School, especially these days, is all about preparation and evaluation. With all the pressure to make sure that No Child is Left Behind, there's little time for kids to pause for a dabble, little time for the "unartistic" to pick up a paintbrush, or the brown thumbed to plant a seed. There are few places left where doors remain unlocked and solo stargazing is worry-free.
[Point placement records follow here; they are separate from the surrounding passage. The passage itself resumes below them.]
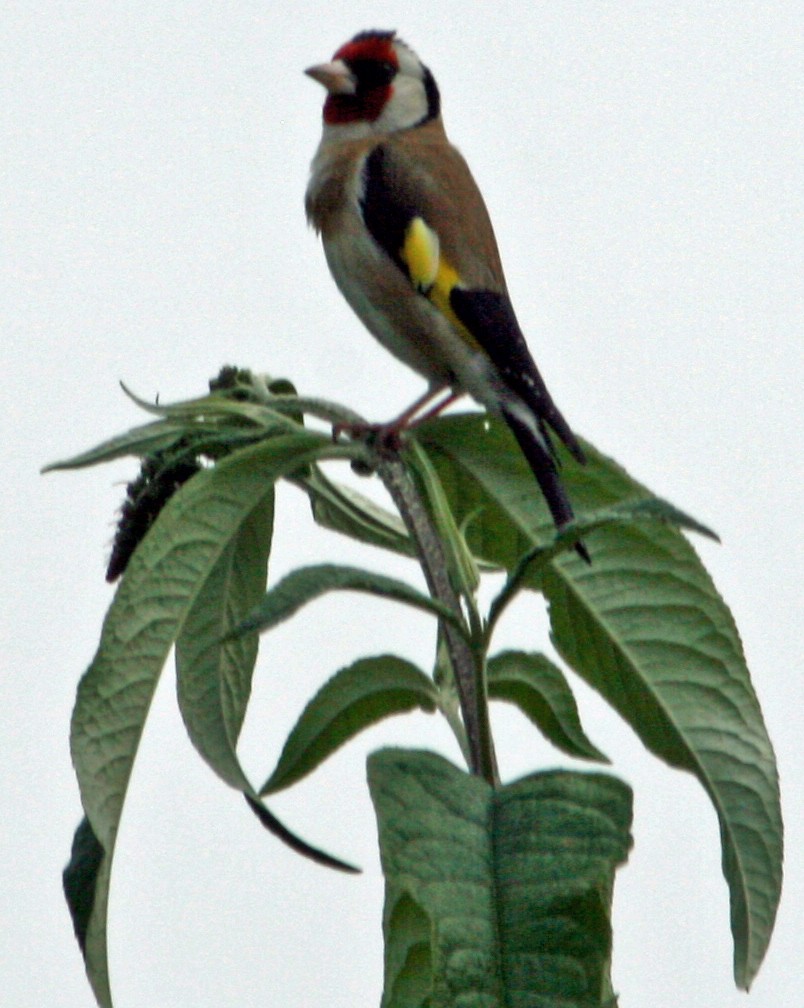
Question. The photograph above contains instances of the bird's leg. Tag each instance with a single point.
(388, 434)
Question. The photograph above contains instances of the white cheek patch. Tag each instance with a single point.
(406, 106)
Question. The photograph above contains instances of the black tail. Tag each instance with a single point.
(544, 469)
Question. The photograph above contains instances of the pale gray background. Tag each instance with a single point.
(642, 162)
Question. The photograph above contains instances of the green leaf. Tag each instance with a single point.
(497, 896)
(161, 584)
(214, 674)
(648, 630)
(81, 878)
(540, 689)
(646, 627)
(354, 699)
(338, 507)
(140, 441)
(305, 584)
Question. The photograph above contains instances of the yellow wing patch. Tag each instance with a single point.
(421, 254)
(429, 272)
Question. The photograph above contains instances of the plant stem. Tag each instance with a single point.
(469, 676)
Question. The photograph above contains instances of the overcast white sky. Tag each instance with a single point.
(643, 165)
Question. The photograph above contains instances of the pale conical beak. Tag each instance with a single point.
(335, 76)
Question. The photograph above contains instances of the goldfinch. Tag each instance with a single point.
(410, 245)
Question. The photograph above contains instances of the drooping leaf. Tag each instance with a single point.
(277, 829)
(353, 700)
(539, 688)
(646, 627)
(341, 508)
(649, 631)
(497, 896)
(81, 878)
(141, 441)
(161, 583)
(305, 584)
(213, 673)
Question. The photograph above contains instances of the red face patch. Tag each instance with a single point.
(369, 47)
(371, 56)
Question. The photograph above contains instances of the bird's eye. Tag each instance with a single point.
(373, 73)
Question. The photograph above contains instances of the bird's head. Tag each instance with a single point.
(376, 84)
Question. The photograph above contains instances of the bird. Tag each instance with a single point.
(409, 242)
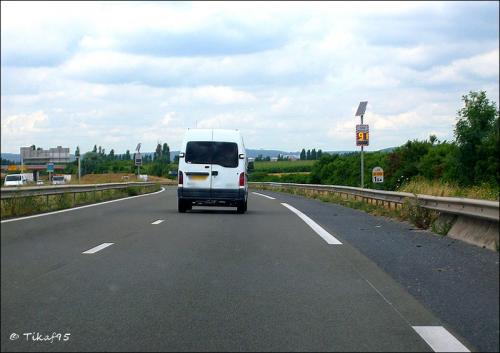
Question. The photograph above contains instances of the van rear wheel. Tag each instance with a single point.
(242, 206)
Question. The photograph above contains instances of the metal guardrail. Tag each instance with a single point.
(453, 205)
(17, 192)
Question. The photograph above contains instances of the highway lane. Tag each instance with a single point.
(457, 281)
(205, 280)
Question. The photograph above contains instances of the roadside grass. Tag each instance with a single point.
(25, 206)
(116, 178)
(419, 216)
(438, 188)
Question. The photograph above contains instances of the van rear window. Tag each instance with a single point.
(13, 178)
(224, 154)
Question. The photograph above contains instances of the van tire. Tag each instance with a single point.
(242, 206)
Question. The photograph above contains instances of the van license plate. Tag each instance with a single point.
(198, 177)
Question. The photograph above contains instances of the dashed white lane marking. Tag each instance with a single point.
(439, 339)
(269, 197)
(330, 239)
(79, 207)
(97, 248)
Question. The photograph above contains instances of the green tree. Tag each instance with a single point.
(166, 153)
(157, 153)
(476, 134)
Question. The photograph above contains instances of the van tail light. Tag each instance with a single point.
(242, 179)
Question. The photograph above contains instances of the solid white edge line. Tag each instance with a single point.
(439, 339)
(330, 239)
(97, 248)
(269, 197)
(79, 207)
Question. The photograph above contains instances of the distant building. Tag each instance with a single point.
(41, 156)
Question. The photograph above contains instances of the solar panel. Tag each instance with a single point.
(361, 108)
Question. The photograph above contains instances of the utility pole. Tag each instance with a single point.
(362, 137)
(362, 162)
(79, 169)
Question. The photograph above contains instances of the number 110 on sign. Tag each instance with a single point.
(362, 135)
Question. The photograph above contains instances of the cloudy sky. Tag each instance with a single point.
(288, 75)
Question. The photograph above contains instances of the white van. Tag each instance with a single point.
(58, 180)
(212, 170)
(15, 180)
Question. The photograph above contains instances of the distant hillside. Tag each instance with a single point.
(14, 157)
(252, 153)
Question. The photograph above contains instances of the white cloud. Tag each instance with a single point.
(288, 75)
(484, 65)
(222, 95)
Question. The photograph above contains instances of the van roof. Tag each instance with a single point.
(213, 135)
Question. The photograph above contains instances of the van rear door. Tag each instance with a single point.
(197, 169)
(225, 171)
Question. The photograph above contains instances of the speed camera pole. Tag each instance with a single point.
(362, 137)
(362, 161)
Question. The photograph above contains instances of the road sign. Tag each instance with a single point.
(138, 159)
(378, 175)
(361, 108)
(362, 135)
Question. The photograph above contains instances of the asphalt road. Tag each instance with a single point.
(214, 280)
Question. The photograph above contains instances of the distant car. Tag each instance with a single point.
(58, 180)
(15, 180)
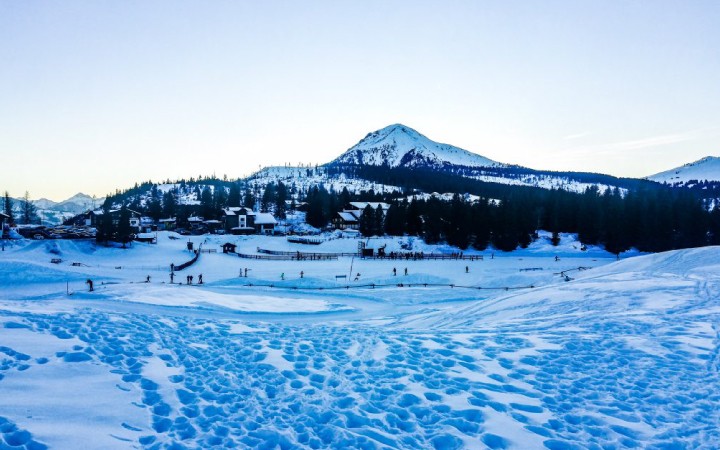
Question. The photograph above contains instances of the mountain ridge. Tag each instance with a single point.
(704, 169)
(398, 145)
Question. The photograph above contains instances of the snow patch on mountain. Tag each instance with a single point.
(303, 178)
(705, 169)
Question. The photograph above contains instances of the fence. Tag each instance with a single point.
(422, 256)
(379, 286)
(187, 264)
(304, 254)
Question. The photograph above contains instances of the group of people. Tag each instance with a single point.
(188, 279)
(395, 271)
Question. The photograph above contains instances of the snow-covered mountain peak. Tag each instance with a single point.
(704, 169)
(398, 145)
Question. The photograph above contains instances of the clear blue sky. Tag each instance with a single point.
(96, 95)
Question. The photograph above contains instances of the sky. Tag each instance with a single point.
(96, 96)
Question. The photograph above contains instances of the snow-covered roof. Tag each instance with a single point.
(347, 216)
(373, 205)
(265, 219)
(238, 211)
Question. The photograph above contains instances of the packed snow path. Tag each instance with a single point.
(624, 356)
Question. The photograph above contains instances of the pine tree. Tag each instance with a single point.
(249, 199)
(395, 219)
(268, 197)
(414, 221)
(281, 196)
(154, 204)
(234, 195)
(207, 209)
(29, 210)
(379, 221)
(367, 221)
(170, 204)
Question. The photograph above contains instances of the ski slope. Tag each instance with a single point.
(455, 354)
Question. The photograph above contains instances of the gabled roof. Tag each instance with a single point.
(238, 211)
(347, 216)
(265, 219)
(373, 205)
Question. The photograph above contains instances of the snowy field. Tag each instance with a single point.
(517, 350)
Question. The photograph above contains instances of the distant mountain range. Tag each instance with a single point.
(54, 213)
(76, 204)
(393, 158)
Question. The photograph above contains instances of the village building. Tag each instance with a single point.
(229, 247)
(349, 218)
(167, 224)
(93, 218)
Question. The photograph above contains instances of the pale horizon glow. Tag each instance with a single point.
(96, 96)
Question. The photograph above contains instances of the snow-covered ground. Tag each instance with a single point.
(514, 350)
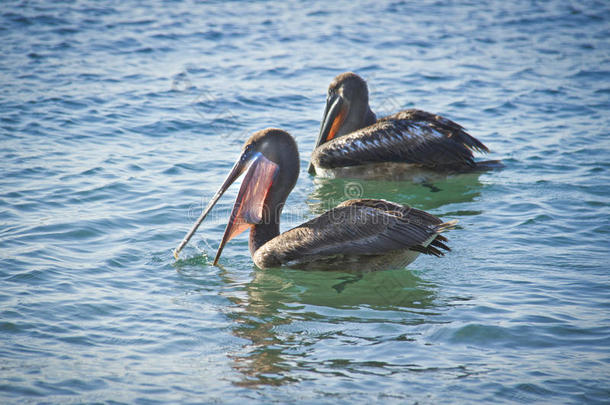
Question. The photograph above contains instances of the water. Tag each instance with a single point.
(120, 119)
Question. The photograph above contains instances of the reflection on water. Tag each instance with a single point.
(427, 195)
(283, 312)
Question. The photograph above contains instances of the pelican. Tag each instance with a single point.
(359, 234)
(353, 141)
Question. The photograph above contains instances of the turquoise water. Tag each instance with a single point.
(118, 121)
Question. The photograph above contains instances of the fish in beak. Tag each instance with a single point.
(250, 202)
(335, 113)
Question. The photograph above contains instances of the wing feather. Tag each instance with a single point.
(356, 227)
(409, 136)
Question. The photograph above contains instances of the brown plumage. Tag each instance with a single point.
(350, 135)
(361, 234)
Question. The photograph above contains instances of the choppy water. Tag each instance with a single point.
(119, 120)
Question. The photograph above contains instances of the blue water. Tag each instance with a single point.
(119, 119)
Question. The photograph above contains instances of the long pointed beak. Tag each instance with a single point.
(334, 115)
(249, 203)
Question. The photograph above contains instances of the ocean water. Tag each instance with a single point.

As parents, we want to give our children everything, and struggle not to give them too much. With summer approaching, think about the ultimate gift of childhood. Think about the gift of Nothing. No homework. No nagging. No over-scheduling. Just a canoe, drifting in the middle of a lake. A kickball. Institutionalized food and a paper plate chore wheel. Give your kids s'mores. Give them the chance to figure out who they are, and who they want to be. That's what camp is all about.
Picking the Perfect Camp
There are all kinds of camps - theater camps for little Ethel Merman's (www.stagedoormanor.com), camps for budding marine biologists (www.whalecamp.com), and just good, old fashioned, sleepaway camps. There are also Family Camps, where you attend with your kids - a wonderful way to get their feet wet while they're young. The best place to start your research is at www.acacamps.org, the website of the American Camp Association. The website lists information for 2,300 accredited members. In order to be included, camps need to meet 300 standards for health, safety, and program quality.